Joint and several liability is a manner of apportioning liability among multiple parties. It will only apply when there is more than one tortfeasor. Parties that are jointly liable are assessed a certain amount of damages. Joint and severally liable individuals are all liable to the plaintiff, but the entire award of damages may be recovered from any defendant. For further written and video explanation, discussion and practice questions, see What is "joint and several liability"?

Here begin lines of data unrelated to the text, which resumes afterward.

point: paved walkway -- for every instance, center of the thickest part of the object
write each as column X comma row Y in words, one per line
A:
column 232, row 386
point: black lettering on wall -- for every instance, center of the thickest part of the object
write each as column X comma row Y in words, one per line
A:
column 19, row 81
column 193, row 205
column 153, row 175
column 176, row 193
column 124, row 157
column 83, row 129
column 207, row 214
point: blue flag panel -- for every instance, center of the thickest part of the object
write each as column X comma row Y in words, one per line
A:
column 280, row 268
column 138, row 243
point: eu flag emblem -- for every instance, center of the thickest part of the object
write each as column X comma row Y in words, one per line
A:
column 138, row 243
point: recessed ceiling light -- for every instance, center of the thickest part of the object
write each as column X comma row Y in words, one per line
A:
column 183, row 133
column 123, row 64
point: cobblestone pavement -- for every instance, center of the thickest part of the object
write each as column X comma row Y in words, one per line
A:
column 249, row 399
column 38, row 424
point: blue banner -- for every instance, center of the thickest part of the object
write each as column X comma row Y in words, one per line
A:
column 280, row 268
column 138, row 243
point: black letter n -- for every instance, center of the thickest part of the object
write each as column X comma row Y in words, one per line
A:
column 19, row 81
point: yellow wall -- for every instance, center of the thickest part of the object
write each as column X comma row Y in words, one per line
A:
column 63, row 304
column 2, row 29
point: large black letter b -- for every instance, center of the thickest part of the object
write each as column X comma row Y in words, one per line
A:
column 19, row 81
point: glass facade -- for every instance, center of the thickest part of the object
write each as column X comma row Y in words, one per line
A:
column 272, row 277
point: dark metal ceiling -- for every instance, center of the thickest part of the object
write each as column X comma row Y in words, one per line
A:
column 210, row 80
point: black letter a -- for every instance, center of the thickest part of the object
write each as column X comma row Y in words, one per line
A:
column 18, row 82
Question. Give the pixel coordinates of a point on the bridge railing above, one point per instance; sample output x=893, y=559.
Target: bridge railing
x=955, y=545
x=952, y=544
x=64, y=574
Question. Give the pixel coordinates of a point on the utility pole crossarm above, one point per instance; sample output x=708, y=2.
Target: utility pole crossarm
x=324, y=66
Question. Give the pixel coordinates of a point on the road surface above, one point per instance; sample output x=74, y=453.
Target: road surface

What is “appeal” of a civil trial decision?
The losing party in a case must file a request or notice of appeal with the trial court. This request allows the party to undertake the appeals procedure with the immediate appellate court. The request for appeal will generally include the grounds for appeal (allegations as to how the law was incorrectly applied or that the law is unconstitutional) and the record of trial. The appellate court will review and either grant or deny the request. If the court grants the appeal, the parties are allowed to file a brief in support of their position regarding the issues presented on appeal. The appellate hearing generally consists of 3-5 judges sitting together (“en banc”) to hear the parties’ arguments. In rare cases, all of the appellate judges will sit to hear a case. At the appellate hearing, counsel for each party is allowed to present an oral argument in support of her client’s position. The appellate court will take the briefs and arguments under consideration and deliberate on the case. The judges will then render an opinion as to the application of the law in the case and, sometimes, the constitutionality of the law. The appellate court’s written opinion about these matters becomes a part of the common law and serves as “precedent” for the future application of that law by subordinate courts. If the court finds that the trial court erred in the application of law, the trial court’s decision (or part of the decision) will be reversed and remanded for further action. The parties apposing the appellate court’s decision may request immediate appeal to the higher appellate court (generally the State or US Supreme Court). If the appeal is granted, the appellate procedure repeats itself. If the case is remanded to the trial court and the parties do not immediately appeal the appellate court’s decision, they may then re-litigate the issues that are remanded. At that point, the process repeats itself. For further written and video explanation, discussion and practice questions, see What is the process for "appeal"?

How to enforce a judgment
Collecting on a judgment can be a difficult process. There are three primary methods by which a party may enforce a court’s judgment, including "Encumbrance", "Execution", and "Garnishment". These methods vary in degree of effectiveness. Encumbering property does not immediately ensure payment. Executing on property and selling it is only available if the defendant owns property. Garnishment of wages provides greater certainty of payment but only if the debtor is employed. For further written and video explanation, discussion and practice questions, see How do parties "enforce" a civil judgment?

Res Judicata
Res Judicata is a legal expression meaning that the legal dispute between the parties is decided. This principle prevents successive lawsuits involving the same facts or occurrence. A plaintiff may not sue the defendant for the same conduct under the same or a separate cause of action. The separate cause of action should have been raised during the initial trial. It brings the dispute to a conclusion. For further written and video explanation, discussion and practice questions, see What is "res judicata"?